「それにしても同じ日に同じ酒場で、なんて、久しぶりですよね?」
「あー、まぁねぇ」
なんだか歯切れが悪い。
「ファジーさん?」
「いやまぁ親心ってやつじゃないかい?」
あ。
もしかして。
「私のため・・・?」
「あたい、ちょっとあの店に用があるんだった!贔屓はゆっくりおいで!」
少し頬を染めたファジーさんは、早足でド派手なピンクのネオンが点いた店に入った。
補給に寄るついでにここで落ち合えるよう、船長がリカーにカモメ便を飛ばしてくれたのかな?
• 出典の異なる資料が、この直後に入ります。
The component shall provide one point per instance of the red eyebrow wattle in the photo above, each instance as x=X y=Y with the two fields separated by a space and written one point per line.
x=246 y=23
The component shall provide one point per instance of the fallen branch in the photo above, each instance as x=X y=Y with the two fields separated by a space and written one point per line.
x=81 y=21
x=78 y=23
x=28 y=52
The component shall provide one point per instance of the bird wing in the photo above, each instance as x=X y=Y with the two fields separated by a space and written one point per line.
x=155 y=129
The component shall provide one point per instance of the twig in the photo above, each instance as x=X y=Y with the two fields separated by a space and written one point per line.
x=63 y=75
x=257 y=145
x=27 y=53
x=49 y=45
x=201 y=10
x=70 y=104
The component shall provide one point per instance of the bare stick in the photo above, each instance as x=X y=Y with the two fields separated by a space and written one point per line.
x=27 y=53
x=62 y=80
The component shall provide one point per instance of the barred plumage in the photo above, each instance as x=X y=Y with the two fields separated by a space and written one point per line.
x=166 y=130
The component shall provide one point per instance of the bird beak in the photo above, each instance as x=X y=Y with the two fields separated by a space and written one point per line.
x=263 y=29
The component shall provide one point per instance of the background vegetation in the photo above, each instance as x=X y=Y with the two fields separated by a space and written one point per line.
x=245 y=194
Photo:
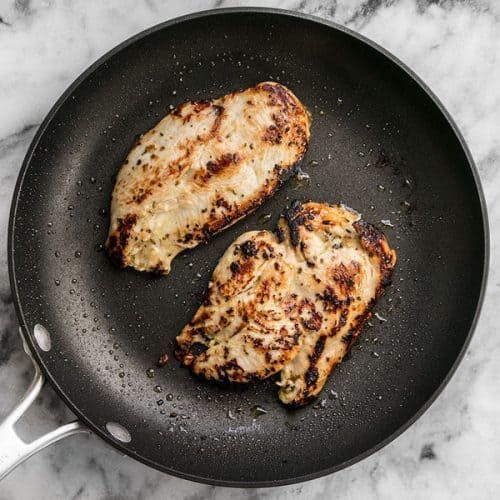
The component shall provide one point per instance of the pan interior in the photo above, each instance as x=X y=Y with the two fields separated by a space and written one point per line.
x=379 y=144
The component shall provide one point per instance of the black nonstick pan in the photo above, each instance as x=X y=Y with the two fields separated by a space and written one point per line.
x=381 y=143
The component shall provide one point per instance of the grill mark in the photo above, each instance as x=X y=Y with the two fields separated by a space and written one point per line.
x=117 y=241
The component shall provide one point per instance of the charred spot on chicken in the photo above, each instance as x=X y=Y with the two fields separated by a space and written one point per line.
x=290 y=302
x=200 y=169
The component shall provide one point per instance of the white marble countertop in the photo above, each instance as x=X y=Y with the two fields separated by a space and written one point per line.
x=453 y=451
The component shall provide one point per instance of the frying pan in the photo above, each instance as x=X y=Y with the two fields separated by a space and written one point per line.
x=381 y=143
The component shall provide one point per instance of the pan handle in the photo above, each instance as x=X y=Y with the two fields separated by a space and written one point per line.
x=13 y=450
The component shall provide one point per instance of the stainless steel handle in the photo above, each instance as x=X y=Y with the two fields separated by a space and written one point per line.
x=13 y=450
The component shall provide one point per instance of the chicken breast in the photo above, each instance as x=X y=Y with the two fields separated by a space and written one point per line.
x=202 y=168
x=291 y=301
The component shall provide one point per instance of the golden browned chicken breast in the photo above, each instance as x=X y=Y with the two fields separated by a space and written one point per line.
x=291 y=302
x=200 y=169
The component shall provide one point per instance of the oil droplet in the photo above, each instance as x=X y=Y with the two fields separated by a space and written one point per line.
x=257 y=411
x=265 y=218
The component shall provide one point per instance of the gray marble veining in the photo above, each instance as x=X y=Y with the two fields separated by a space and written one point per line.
x=453 y=450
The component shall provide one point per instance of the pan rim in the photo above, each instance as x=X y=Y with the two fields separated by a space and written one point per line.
x=27 y=160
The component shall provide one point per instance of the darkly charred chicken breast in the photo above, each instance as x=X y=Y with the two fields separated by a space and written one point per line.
x=200 y=169
x=291 y=302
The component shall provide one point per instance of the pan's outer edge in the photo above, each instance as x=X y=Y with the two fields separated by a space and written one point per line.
x=213 y=12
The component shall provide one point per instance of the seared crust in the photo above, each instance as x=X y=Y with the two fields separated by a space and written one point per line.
x=293 y=301
x=202 y=168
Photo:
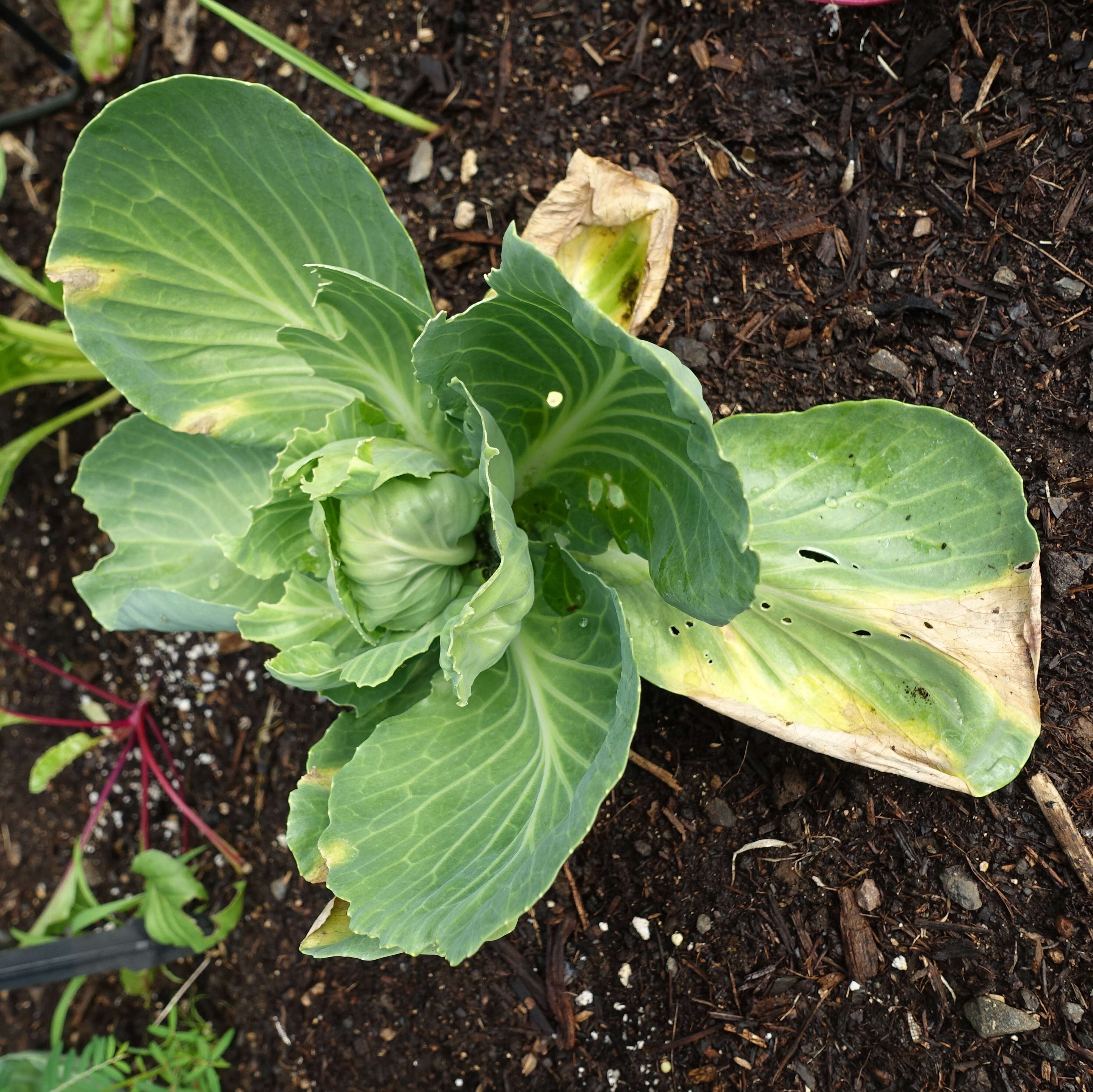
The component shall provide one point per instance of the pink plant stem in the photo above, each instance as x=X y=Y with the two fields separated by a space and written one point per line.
x=105 y=792
x=171 y=765
x=101 y=804
x=60 y=723
x=185 y=808
x=145 y=842
x=105 y=694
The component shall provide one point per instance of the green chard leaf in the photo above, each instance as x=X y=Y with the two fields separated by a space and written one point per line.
x=478 y=637
x=610 y=435
x=505 y=786
x=191 y=210
x=895 y=623
x=309 y=803
x=102 y=35
x=164 y=498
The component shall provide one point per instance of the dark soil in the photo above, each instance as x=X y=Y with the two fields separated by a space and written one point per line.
x=763 y=998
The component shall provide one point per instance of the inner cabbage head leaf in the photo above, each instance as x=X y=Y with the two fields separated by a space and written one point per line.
x=403 y=547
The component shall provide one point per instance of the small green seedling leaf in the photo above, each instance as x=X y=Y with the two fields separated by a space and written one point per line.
x=60 y=756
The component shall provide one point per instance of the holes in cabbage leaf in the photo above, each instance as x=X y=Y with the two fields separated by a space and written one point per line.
x=818 y=556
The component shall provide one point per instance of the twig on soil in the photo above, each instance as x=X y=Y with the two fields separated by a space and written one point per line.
x=652 y=768
x=577 y=901
x=179 y=993
x=797 y=1042
x=561 y=1005
x=1063 y=827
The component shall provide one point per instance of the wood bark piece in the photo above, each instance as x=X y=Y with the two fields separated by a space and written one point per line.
x=1063 y=827
x=863 y=959
x=652 y=768
x=561 y=1004
x=786 y=233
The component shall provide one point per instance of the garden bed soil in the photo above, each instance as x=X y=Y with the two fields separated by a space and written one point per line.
x=759 y=993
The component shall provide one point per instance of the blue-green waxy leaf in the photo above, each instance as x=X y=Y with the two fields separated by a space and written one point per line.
x=450 y=821
x=895 y=622
x=309 y=802
x=54 y=760
x=191 y=210
x=164 y=498
x=608 y=433
x=478 y=637
x=366 y=344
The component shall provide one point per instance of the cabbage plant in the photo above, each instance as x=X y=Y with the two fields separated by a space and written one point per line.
x=475 y=534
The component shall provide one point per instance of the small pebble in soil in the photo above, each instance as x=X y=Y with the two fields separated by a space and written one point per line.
x=693 y=353
x=1068 y=290
x=959 y=886
x=421 y=164
x=465 y=216
x=869 y=897
x=992 y=1019
x=721 y=814
x=468 y=166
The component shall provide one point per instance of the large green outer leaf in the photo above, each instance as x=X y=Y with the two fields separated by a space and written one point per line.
x=448 y=821
x=914 y=649
x=478 y=637
x=309 y=803
x=102 y=35
x=189 y=210
x=632 y=440
x=163 y=498
x=366 y=343
x=13 y=453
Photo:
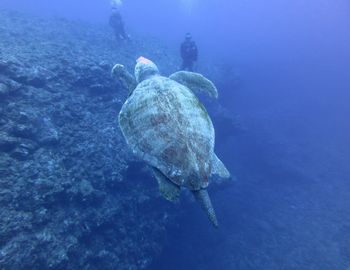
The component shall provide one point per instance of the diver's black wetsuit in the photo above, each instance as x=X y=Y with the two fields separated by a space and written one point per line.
x=116 y=22
x=189 y=54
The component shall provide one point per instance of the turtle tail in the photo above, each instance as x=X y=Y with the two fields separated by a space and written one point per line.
x=203 y=199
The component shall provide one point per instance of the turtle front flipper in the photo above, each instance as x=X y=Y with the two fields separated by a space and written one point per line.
x=195 y=82
x=124 y=77
x=203 y=199
x=219 y=168
x=168 y=189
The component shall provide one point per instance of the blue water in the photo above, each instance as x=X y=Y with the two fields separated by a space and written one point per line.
x=290 y=205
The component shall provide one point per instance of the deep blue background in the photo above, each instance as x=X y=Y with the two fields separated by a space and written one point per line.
x=292 y=158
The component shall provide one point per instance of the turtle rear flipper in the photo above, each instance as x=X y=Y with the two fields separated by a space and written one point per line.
x=168 y=189
x=195 y=81
x=203 y=199
x=219 y=168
もしかしたらファジーさんが船長に掛け合ってくれたのかもしれない。
うん。頬っぺた赤くしてたってことは、きっとファジーさんだ。
「よぉ、ねーちゃん!」
ニヤニヤと空想に浸っていたから、腕を掴まれるまで気付かなかった。
「オイ!無視してんじゃねーよ!」
「痛っ!なんですか?」
ガラの悪そうな男達。
「オレらと一緒に飲もうぜ?」
あー。めんどくさ。
「いいですよ!どこ行きます?ってか歩きづらいんで、手ぇ離して下さい」
「ん?やけに物分かりのいいねーちゃだなぁ」
ニタニタとしたり顔で覗き込む男。
「おっ、上玉じゃん!ラッキー」
私はアンラッキー。
「こっちこっち」
男二人に挟まれて、小汚ない裏道に連れ込まれそうになる。
けど、ダッシュして反対の道に走って逃げる。
「おいこら、待ちやがれ!!」
待ちません!
「クソー、あの女、コケにしやがって!!」
ド派手なピンクネオンの店に駆け込む。
「はぁっ、はぁ・・・」
「おや、贔屓?どうしたんだい?」
丁度会計を終えたらしいファジーさんと会えた。
「や、変な人に、絡まれちゃって、逃げてきました」
ここがランジェリーショップで助かった。
「あんたはどこに行っても変なのに捕まるねぇ」
呆れながらも男達の特徴を問いながら窓の外に目をやるファジーさんは、もう少しここに居よう、と頭を撫でてくれた。
「ありがとうございます」
暫く時間を潰して酒場に行くと、まだ誰も来てなかった。
「食事の前に、軽くやりながら待つとするかねぇ」
ジントニックを注文するファジーさんに倣って、私もキールを注文する。
逃げる時に走ったせいで思いの外喉が渇いていたらしい。
もう一杯だけ注文しようとカウンターを見ると、バーテンダーがグラスを二つ持って、こちらに来た。
「あちらのお客様からです」
カウンターの奥まったところに控えめに座る、綺麗な格好をした男性がこちらをみて、軽くグラスを持ち上げた。
「いい男だねぇ!あたいに惚れちまったんだよ、きっと!!」
相変わらずな物言いにちょっと笑って、グラスを持ち上げて頂きますとお酒をくれた男の人に合図をした。